So 4 sockets per chassis, up to 8 chassis in a complete system. Afaik OS sees it as single huge system, that is kinda their special sauce here.

nixon_why69 · 2026-03-04T04:09:59 1772597399

How the heck does the OS see it as a single system, is there some pcie or rdma black magic that allows the kernel to just address memory in a different chassis? Maybe CXL?

stinkbeetle · 2026-03-04T11:01:12 1772622072

No it's actual hardware coherent memory across the system. At a high level it is the same way two cores/caches are connected within one chip, or the same way two sockets are connected on the same board.
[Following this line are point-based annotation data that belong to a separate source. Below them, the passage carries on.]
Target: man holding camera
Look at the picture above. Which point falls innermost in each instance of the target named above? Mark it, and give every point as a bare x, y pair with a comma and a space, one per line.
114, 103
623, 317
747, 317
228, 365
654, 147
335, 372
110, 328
Just using cables instead of wires in the chip or on a board.

This system has SMP ASICs on the motherboards that talk to a couple of Intel processor sockets using their coherency protocol over QPI and they basically present themselves as a coherency agent and memory provider (similarly to the way that processors themselves have caches and DDR controllers). The Intel CPUs basically talk to them the same way they would another processor. But out the other side these ASICS connect to a bunch of others all doing the same thing, and they use their own coherency protocol among themselves.

nixon_why69 · 2026-03-04T15:10:48 1772637048

Thanks for answering.

So it's not CXL, instead it's proprietary ASICs masquerading as NUMA nodes but actually forwarding to their counterparts in the other chassis? Are they proprietary to HP or is this some new standard?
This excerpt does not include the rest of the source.